My very first ballet was the Bavarian State Ballet’s Nutcracker, way back in 1981, I think, or possibly in 1990. Time, it passes, things change, and I figured, while technically I was going to see this ballet again, in fact it would seem like it was new. The only think I remembered about it from before was that it did not have a Christmas theme like every other Nutcracker I’d seen. My (German dwelling) uncle said that’s just how it was; I thought perhaps they’d changed the staging because we were watching it in June.
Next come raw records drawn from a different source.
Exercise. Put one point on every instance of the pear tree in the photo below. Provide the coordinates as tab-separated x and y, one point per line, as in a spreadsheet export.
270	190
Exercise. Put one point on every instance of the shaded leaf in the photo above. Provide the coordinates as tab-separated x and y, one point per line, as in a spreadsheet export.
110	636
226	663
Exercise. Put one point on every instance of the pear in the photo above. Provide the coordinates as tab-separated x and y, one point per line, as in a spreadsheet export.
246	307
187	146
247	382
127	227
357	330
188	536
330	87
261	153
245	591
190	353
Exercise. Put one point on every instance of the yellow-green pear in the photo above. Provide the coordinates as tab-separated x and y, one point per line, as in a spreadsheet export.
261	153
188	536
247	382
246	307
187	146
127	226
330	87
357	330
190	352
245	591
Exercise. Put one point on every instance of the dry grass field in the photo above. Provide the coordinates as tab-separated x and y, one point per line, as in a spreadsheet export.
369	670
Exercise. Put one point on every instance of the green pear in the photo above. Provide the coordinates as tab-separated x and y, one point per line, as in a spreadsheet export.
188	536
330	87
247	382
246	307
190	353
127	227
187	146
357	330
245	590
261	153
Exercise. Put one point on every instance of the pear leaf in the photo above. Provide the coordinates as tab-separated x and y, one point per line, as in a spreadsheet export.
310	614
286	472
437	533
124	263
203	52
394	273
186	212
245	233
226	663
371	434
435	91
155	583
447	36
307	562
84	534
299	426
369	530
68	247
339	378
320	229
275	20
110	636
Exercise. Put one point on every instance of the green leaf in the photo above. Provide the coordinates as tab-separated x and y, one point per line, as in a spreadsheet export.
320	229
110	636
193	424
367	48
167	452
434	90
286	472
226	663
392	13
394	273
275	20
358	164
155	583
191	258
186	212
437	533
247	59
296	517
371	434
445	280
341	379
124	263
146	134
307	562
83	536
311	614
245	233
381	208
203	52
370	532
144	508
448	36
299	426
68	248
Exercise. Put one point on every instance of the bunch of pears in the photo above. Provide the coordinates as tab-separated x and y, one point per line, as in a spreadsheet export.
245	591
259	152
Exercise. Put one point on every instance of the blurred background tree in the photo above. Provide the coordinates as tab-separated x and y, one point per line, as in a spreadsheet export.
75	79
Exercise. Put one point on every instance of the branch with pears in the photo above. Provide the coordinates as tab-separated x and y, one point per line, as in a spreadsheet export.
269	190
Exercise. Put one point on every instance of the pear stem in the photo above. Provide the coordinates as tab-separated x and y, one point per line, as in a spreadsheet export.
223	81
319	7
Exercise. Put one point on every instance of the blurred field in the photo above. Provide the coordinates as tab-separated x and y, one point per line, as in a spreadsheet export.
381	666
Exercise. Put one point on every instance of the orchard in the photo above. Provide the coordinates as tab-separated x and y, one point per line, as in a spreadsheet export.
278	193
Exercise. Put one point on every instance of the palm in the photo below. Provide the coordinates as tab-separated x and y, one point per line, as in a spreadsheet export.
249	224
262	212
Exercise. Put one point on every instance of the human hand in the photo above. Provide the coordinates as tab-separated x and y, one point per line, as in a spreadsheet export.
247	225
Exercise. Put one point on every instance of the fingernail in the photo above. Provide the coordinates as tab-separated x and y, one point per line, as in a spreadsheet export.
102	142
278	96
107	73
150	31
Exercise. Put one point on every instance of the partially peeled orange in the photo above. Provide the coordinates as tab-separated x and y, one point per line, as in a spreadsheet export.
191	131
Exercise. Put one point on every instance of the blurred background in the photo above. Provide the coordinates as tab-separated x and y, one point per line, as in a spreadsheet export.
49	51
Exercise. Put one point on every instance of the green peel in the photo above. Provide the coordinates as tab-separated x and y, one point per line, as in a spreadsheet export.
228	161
That said, I’m convinced that this was absolutely not the Nutcracker I saw long ago, but a completely revised version. This is so far removed from every Nutcracker that I’ve ever seen that not only does it not have dancers performing in mouse heads (hurray!) or a giant Christmas tree, it has NONE of the traditional dances (well, mostly) or interpretations (i.e. “It’s about Clara becoming a woman,” “It’s about Clara discovering true love”). Instead, it has a narrative that I found utterly compelling, one that allows for excellent dancing in the utterly coherent first act (shock!) AND sets up a second act that, well, I just wanted to sit down and watch bits of it all over right away.
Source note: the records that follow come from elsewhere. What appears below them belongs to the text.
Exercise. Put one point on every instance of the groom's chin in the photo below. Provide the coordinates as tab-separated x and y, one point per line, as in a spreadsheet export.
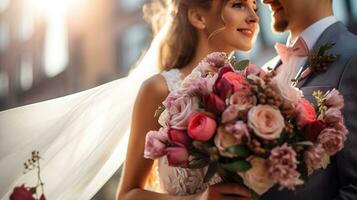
280	26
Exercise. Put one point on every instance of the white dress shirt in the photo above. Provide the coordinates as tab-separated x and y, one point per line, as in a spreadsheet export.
310	35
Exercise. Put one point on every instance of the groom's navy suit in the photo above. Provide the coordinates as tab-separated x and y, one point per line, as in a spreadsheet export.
339	180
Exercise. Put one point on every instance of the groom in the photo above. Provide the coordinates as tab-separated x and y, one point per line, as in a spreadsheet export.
311	25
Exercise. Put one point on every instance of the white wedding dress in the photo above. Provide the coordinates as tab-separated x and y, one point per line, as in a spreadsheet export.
177	180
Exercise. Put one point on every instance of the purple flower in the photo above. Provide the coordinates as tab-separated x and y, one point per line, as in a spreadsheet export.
334	99
155	143
282	164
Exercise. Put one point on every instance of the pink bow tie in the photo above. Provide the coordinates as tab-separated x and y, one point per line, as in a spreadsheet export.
299	49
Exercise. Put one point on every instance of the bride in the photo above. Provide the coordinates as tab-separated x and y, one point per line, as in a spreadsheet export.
82	137
196	28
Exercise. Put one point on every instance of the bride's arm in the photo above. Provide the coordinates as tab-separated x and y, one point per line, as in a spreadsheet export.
137	168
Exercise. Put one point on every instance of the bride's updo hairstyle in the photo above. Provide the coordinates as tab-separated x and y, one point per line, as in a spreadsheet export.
179	44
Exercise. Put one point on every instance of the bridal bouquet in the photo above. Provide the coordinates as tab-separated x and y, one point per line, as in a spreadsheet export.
240	122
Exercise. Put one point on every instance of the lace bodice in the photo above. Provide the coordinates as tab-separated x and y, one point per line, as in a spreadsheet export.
177	180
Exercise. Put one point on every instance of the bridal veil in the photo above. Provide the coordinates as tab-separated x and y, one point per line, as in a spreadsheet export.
82	138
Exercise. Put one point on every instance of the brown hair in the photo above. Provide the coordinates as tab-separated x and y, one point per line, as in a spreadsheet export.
179	44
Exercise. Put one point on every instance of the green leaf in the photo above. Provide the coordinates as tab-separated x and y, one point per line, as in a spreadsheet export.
237	166
198	164
241	65
239	150
211	171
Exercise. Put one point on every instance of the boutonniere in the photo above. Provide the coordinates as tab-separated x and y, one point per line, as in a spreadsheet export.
318	63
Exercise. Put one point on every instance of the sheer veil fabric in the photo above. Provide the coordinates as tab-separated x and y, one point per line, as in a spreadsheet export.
82	138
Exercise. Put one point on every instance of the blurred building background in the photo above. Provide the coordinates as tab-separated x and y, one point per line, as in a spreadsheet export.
52	48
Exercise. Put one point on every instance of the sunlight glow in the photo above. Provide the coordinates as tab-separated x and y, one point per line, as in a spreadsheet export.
53	7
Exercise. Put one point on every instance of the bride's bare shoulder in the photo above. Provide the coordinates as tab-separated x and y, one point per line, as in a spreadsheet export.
154	88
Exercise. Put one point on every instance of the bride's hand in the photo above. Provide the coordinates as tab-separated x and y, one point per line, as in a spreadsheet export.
226	191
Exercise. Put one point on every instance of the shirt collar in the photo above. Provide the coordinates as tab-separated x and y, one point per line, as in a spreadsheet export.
312	33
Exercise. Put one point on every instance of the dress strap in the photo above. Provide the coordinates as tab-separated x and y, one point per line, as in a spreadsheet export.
173	78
So what is this incredible innovation? Simple and obvious: Clara (called Marie, played by Katherina Markowskaja) is a little girl who dreams of becoming a ballerina. She starts the show playing with a Dresdener porcelain statue of dancer, then with her own paper doll ballet theater. Drosselmeier (Cyril Pierre) is a dance teacher; not some mysterious magician who conjures up dancing harlequins, but a fop and a fool. His _important_ gift to Clara is not a nutcracker, but her first pair of toe shoes.The gift to us is a first act in which there is a party of mixed young and old but no children (other than Clara), so we have adult soldiers (not children) dancing with their girlfriends during the group dance scenes. Imagine: a corps of adult men dancing the first act of the Nutcracker, very much in character as they showed off to each other and the women. What a pleasure it was to watch!
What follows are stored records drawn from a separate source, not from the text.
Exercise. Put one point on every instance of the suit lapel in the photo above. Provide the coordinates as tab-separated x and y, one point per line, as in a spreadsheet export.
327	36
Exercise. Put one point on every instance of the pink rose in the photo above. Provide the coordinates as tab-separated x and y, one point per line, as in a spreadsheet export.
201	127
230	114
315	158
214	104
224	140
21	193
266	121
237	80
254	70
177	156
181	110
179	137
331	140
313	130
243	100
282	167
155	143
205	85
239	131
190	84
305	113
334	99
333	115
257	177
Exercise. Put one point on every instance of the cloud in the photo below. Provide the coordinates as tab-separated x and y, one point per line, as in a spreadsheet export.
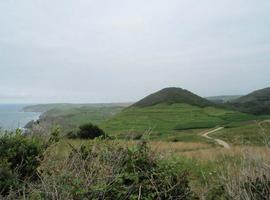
108	51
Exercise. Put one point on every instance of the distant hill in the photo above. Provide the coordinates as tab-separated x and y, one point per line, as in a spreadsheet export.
223	99
257	102
173	95
169	111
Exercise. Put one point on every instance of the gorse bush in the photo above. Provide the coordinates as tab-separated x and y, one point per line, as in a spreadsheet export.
19	159
104	171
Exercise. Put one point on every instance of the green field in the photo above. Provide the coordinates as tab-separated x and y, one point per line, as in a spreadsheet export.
245	133
167	119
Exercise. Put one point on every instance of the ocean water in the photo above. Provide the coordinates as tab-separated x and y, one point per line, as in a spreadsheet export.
12	116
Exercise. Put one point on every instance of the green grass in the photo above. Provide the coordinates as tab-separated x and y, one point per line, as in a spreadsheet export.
165	119
245	133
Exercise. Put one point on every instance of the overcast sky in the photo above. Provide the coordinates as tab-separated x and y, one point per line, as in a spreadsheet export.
122	50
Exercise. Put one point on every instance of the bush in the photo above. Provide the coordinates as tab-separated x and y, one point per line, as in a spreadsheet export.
90	131
106	170
19	159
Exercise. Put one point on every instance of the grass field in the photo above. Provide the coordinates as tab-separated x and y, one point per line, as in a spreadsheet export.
245	133
166	119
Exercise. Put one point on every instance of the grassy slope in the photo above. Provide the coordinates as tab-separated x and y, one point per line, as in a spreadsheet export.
245	133
165	119
257	102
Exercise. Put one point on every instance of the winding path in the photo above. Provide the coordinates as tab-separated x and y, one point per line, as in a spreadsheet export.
220	142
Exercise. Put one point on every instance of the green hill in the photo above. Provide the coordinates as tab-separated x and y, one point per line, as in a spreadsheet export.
257	102
173	95
223	99
170	111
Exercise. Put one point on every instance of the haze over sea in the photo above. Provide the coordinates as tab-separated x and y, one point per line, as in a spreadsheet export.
12	116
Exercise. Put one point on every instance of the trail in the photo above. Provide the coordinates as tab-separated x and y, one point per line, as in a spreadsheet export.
220	142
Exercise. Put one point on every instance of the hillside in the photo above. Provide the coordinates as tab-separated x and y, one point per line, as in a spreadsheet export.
173	95
223	99
257	102
169	111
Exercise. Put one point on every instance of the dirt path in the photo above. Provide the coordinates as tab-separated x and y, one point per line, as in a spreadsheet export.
220	142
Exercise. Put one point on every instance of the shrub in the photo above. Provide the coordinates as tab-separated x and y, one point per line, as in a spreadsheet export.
19	159
90	131
105	170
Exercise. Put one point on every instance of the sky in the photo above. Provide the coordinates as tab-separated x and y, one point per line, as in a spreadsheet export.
90	51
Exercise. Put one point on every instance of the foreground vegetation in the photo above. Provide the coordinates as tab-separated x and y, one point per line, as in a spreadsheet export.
38	167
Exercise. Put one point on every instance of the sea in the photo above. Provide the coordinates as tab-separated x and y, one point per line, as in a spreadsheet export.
12	116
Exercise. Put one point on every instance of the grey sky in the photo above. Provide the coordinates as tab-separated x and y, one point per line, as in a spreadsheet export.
122	50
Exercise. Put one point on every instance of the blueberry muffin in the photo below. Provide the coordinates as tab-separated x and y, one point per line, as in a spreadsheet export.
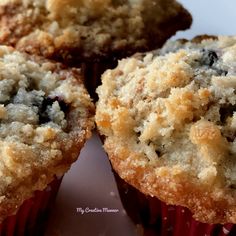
89	31
46	116
168	118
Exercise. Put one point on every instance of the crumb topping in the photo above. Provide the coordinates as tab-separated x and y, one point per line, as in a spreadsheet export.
169	121
87	28
45	117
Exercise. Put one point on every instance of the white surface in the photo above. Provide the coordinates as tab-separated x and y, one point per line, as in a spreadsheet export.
90	183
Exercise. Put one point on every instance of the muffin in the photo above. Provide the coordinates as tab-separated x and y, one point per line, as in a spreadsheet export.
46	115
168	119
89	33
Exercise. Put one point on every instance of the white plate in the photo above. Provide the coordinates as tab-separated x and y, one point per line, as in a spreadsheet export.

The transitional scene between the real world (where Clara desperately wants to dance with the adults) and the dream world takes place as Clara runs downstairs with her Nutcracker man … to try on her toe shoes. She does, and can’t dance in them, but falls asleep on the floor … and I waited for a tree to appear … or a cuckoo clock … but instead it was just Drosselmeier, and as he lifted away the walls of the room of Clara’s house, he revealed … a ballet studio all done in silhouette, cream and black, like the paper cut outs of Clara’s theater. MY GOD IT WAS SO BEAUTIFUL and for me pure theatrical magic.
The second half was constructed as “Clara attends the ballet class and watches classical ballets performed to the Nutcracker Suite.” I was enchanted by seeing the “greatest hits” of classical ballet done as extracts to very different music: so we had “The Living Garden” (aka “Le Jardin Animé” from Le Corsaire) to Waltz of the Flowers; “The Pharaoh’s Daughter” (a man in woman in Egyptian costume dancing to the “Arabian Dance,” really gorgeous); “Esmerelda and the Fool;” “The Chinese Bird” (Mai Kono dancing with Cyril Pierre – I was thinking of her as the Nightingale from Hans Christian Anderson; “Dancing Lieutenants” instead of the Russian dance. Clara tried to get involved with many of the dances (most adorably in the Neapolitain dance) until finally Drosselmeier let her dance by herself. While I think it would have been nice if this were the highlight, instead it was the Grand Pas de Deux with Clara’s sister Louise (Lucia Lacarra) and her refigured soldier boyfriend Gunther (Maxim Chashchegorov). My god, he did an overhead lift to a drop that had me gasping as all contact seemed to be lost before she magically did not hit the floor; and Lacarra was just so jaw-droppingly beautiful in that “what little girls dream ballerinas look like” kind of way.
Oh, I’m sure there was more I could say about the dancing, but I really just went to enjoy myself and not to sit there taking notes, and I was just hoping for “good.” Instead of that weak experience, I found my heart swelled with joy; I smiled; I laughed out loud; I was emotionally satisfied in a way I never thought I could be watching The Nutcracker. Damn. Now that was a good night out!
(This review is for the evening performance that took place on December 27th, 2012. If you want to see it next year, try buying tickets in September as it does sell out very quickly – I bought mine in October and some performances were already sold out – and I believe the people outside fishing for single tickets did NOT meet with success.)